In Voyage, the company was led by two gifted and charismatic actors showing occasional signs of strain. Billy Crudup was a bundle of twitches as the lowborn, socially awkward literary critic Belinsky, and Ethan Hawke shouted his way through the dangerously charismatic young anarchist Bakunin. But as they turn up in Paris in the first act here, waiting for the unrest of 1848 to begin, their performances are transformed. Racing around the stage waving the red flag of revolution, Hawke has found a way to make Bakunin both more menacing and more ridiculous. Crudup, meanwhile, has toned down the ailing Belinsky’s jitters, giving him a genuinely tragic stature: Watch how he gives his protégé, Turgenev, a quietly majestic benediction.
It’s gratifying when actors ease into their roles this way, but sometimes the reverse occurs, and a role begins to better suit its performer.

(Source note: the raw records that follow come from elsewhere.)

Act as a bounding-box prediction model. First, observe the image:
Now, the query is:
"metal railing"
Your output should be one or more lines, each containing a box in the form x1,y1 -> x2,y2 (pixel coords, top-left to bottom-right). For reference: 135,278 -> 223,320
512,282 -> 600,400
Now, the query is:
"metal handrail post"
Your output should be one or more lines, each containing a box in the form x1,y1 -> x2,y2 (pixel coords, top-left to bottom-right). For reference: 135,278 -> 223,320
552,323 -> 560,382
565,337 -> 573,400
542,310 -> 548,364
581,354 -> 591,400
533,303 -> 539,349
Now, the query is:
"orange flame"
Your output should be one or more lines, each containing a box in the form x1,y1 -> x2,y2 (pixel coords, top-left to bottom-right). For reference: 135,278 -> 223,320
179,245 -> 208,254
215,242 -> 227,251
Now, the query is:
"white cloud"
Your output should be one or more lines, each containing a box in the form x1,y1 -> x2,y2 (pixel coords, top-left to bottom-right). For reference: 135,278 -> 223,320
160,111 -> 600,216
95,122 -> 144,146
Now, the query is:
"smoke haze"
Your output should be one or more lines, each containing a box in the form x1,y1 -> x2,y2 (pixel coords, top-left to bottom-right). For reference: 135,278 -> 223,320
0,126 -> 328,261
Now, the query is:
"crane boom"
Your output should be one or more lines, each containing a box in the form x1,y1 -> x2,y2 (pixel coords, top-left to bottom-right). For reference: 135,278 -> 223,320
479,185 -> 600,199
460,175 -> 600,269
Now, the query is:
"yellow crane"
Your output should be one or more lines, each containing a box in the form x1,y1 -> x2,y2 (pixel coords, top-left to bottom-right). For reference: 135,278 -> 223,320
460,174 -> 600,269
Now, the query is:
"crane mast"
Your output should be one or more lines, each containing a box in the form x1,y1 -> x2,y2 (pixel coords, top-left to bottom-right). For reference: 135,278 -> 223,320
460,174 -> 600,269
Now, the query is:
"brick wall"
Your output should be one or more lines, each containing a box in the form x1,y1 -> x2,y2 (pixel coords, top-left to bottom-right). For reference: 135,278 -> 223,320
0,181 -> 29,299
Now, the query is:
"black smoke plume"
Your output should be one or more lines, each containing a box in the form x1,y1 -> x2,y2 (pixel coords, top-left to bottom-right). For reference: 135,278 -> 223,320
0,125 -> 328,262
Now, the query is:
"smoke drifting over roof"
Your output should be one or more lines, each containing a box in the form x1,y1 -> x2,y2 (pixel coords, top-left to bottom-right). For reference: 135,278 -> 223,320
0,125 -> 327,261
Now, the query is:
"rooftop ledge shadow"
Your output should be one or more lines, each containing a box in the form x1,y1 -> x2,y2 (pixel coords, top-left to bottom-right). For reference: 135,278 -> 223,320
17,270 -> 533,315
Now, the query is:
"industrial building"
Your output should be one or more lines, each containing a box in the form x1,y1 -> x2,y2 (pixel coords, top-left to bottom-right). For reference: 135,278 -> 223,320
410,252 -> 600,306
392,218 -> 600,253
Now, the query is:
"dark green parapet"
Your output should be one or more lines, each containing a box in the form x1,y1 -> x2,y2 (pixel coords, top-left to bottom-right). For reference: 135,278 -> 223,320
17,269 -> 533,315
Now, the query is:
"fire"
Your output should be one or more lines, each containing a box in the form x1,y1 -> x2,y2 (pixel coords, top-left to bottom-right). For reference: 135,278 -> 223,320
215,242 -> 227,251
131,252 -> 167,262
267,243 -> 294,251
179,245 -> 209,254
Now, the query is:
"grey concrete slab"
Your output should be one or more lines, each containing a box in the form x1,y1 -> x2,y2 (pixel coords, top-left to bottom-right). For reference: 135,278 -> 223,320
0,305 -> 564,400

In Part One, Brían F. O’Byrne, usually the most mesmerizing actor on whatever stage he inhabits, seemed oddly muted as the patrician revolutionary Alexander Herzen; the philosophical speeches, even when impassioned, felt distant, abstract. In the second act here, when Stoppard shifts from historical fanfare to domestic ballad, O’Byrne’s old allure returns. Herzen and his wife (exquisite Jennifer Ehle) set up a household with his best friend, the German poet Herwegh (David Harbour), who’s been cuckolding him. The inevitable confrontation may just be old-fashioned melodrama, but Herzen’s bitterness and fury help us see what makes O’Byrne great. Though some actors lean on a rich voice or effortless poise, his most valuable asset may be his tenacity—the ability to grip a role and not let go. Here, finally, are scenes he can dig his nails into; I hope they’re not the last.
But this isn’t just your garden-variety star-saturated historical drama. As Stoppard’s tale moves from the hopefulness of Voyage to the disillusion of Shipwreck, the action sweeps up enough major and minor figures to require all sorts of double-casting, even in a company of 44. The great joy of these plays, for me, has been watching director Jack O’Brien draw sharply different performances from actors whose work I’ve admired. In Shipwreck, David Pittu plays only two small butler roles, but his supercilious Frenchman and lyrical Italian are both indelible. After a brief appearance as a governess in Voyage, Bianca Amato is a minor revelation this time as Herwegh’s wife, conveying the full sadness of a neglected spouse even in the way she breathes.
Best of all is Richard Easton. After collapsing onstage in Voyage and returning from the hospital three weeks later to play a leading role as Bakunin’s imposing father, he’s delightful here in exactly the opposite kind of part, a three-minute turn as a bumbling minor official. At all-day marathons of the plays, you’ll see some performers like him in two, three, five different roles. Don’t call them mere actors: They’re troupers.